现实生活中,由于经济驱动和政治利益的影响,越来越多城市公共空间实际上在被消费主义同质化:处处可见的万达商场,高耸的高端住宅小区,有“营业时间”的公共广场等。
因此,在城市中出现的越来越多的“保护性社区”:社区或者公共空间仅限制于特定群体使用,划定群体的标准可能是收入的高低,也有可能是年龄,性别,或是户籍。公共空间被越来越多的私有化。
“保护性社区”最集中的城市,纽约
与此同时,在中国,与30年前不同的是,来到大城市务工的政策限制变松,公有住房的数量却大大减少。迅速上升的非本地户籍的劳动人员并不能顺利地融入到当地,这一矛盾的激化大大增加了流浪者的数量。对于绝大多数地区政府,为了城市经济的发展,推动消费,秩序和干净是城市面貌追求的主要标准。在这样的大环境下,公共空间的掌权者越来越排斥流浪者的存在,驱逐和管制变成了主要手段。在公共空间对流浪者进行驱逐和管制,并不意味着必须要使用暴力。公共空间中被用来排斥特定群体的手段既可以是潜移默化的。在建筑学中,当一个地方只允许某个社会阶层的人进入时,它就被称为敌对建筑。[2]敌对建筑/设计通常指的是通过特定的设计,让一些特定群体产生“不舒适,被束缚,不愉悦的感受,迫使他们无法产生特定的行为或者在特定的地点”,比如一些具有伪装性长椅的设计。
日本“反流浪者”公共座椅
其中最有名的恐怕是一款由家具公司Factory Furniture制作的,名为Camden的长凳。它的外观只是一款水泥长凳,但不同的倾斜面和凹凸不平的表面很明显不适合于躺下。

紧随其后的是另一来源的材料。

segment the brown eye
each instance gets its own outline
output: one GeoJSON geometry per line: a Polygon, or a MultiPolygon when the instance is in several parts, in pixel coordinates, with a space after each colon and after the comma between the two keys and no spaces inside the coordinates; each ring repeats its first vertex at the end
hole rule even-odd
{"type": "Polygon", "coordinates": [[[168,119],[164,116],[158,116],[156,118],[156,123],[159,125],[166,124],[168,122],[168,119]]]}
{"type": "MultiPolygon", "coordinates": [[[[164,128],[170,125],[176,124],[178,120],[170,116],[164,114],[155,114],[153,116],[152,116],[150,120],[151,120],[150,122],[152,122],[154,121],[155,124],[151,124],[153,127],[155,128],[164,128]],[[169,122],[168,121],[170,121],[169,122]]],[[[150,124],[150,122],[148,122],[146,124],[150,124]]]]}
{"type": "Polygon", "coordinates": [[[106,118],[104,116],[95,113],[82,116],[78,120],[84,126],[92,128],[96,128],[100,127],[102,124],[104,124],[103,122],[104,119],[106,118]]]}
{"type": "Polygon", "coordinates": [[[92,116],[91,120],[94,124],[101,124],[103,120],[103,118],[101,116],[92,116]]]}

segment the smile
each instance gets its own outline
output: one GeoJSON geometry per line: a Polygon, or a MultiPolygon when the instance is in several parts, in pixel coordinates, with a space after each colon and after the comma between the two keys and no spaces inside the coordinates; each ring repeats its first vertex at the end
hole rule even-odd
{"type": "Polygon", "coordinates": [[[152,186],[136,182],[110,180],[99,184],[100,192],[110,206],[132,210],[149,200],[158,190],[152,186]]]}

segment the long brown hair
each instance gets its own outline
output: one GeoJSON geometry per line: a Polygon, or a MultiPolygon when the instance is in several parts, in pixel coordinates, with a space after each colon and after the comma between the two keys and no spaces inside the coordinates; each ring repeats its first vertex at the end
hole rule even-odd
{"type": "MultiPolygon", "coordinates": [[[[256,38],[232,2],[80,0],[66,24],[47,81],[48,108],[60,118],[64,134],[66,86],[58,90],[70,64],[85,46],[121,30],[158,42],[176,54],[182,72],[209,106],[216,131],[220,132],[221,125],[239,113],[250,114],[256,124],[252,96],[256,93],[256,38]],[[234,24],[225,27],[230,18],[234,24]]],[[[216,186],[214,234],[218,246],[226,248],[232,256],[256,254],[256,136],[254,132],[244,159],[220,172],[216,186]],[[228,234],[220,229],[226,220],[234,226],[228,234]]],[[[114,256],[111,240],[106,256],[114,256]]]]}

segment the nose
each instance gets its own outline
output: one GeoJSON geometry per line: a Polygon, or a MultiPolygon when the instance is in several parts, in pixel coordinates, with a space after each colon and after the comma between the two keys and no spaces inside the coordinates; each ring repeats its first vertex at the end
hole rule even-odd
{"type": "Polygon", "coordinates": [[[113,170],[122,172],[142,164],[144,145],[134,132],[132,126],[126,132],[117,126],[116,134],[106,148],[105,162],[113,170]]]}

©Factory Furniture via Wikipedia
除此之外,设计公司称不同的倾斜表面是经过精细计算,不适合滑板运动的角度;没有缝隙的拼接手法是为了避免藏毒交易;凳子夏季热,冬季冷,不适合久坐等。这些种种设计,都是生成为了“预防犯罪”。除此之外也不乏一些很明确的,具有排斥性的设计。(山东付费长椅,英国高档公寓门口的尖锥,广州桥下尖锥)
©Twitter user Chad Loder
山东某公园内的付费座椅,如若不付费则有尖锥冒出 ©Fabian Brunsing
实际上,为了防止“危险人员逗留,保障公共空间的安全”,有些政府不惜将公共设施从公共空间中完全撤出。

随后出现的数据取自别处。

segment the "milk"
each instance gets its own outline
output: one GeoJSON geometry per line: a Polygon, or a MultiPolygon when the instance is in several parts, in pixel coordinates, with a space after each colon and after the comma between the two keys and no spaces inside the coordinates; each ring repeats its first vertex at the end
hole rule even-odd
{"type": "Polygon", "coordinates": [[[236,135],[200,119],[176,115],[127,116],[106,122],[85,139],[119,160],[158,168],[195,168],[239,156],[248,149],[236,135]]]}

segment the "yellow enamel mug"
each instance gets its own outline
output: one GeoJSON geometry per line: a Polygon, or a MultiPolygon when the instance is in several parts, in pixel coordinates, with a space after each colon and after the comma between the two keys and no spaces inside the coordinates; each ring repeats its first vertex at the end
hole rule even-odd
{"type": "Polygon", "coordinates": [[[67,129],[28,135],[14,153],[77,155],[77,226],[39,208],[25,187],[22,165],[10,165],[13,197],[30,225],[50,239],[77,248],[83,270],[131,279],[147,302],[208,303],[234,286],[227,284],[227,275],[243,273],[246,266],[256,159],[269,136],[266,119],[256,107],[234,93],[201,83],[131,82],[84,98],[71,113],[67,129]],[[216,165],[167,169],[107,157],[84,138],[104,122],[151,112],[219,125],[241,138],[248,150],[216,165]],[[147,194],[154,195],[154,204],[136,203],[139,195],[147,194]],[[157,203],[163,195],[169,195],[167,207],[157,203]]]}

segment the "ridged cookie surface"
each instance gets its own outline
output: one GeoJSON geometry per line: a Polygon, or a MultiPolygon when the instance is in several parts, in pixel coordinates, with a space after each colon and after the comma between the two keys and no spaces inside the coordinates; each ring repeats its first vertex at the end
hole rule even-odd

加拿大多伦多的“幽灵设施”公共空间 ©Jack Landau
许多城市现在有的是‘幽灵设施‘。这种稀缺市政府出于减少预算,减少维护成本和防止破坏和逗留的手段。但是缺少长椅,缺少洗手间,缺少遮荫的公共空间显然并不舒适,并不是为人而设计的。解决流浪者的住房问题似乎是解决问题的根本,但住房问题涉及的资金,政策,决策方利益,和建造条件等方面的限制,并不是一朝一夕或是设计师一厢情愿就可以实现的。缓解针对流浪者的“敌对公共空间设计”的第一步应是修正误区和选择立场。除了最开始提到的对流浪者本身认识的误区,设计师和公众也应该意识到“敌对公共空间”进行的是无差别“攻击”,伤害的并不单纯是流浪者,是所有使用公共空间的人。(敌对公共空间)影响的往往是(除了)流浪者之外,青少年,低收入人群和边缘化人群,或者是最开始并没有被视为利益方的人群。 换句话说,任何群体都有可能被针对。每个人的身份和需求可能因为空间设计的意图的不同而被忽视。“设计让生活变得更美好”是一个很常见的误区,因为设计都是含有意图的,含有意图就代表着很难成为中性的存在。

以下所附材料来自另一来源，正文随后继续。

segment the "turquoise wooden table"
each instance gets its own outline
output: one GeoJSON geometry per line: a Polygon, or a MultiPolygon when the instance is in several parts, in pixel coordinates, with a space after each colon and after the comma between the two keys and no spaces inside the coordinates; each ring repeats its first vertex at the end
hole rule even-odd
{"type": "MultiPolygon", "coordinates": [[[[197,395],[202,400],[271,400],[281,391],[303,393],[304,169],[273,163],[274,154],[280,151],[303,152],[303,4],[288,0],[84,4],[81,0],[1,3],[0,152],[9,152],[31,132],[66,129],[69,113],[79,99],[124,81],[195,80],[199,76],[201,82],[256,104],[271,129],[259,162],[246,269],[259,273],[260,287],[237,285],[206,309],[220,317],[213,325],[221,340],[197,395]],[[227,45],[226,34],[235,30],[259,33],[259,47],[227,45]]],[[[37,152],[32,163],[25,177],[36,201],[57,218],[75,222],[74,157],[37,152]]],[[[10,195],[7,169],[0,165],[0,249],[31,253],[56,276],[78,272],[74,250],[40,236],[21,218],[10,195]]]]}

2013年,加拿大一个广告公司将公园座椅本身作为了一个打击“反流浪者”设计的媒介。
当设计不再是中性的时候,实际上变成了设计师发挥创造力,沟通意图的工具,以此来引导社会意识。不同于以往那些“看似平常”的敌对设计,真正善意的设计往往会看起来不那么循规蹈矩,甚至有些偏激。2012年,Urban Movement Design在罗马MAXXI美术馆广场上设计了一个连续的瑜伽公共座椅。设计是由一系列的帮助身体放松和拉伸的瑜伽动作启发,为了让人们能够在休息的同时关注身体仪态健康。
©Cecilia Florenza
哈佛大学的公共广场上设置了17个如同人造景观的公共座椅。公共座椅利用参数化设计和精确切割技术制造了符合坐姿高度,角度和姿势的造型。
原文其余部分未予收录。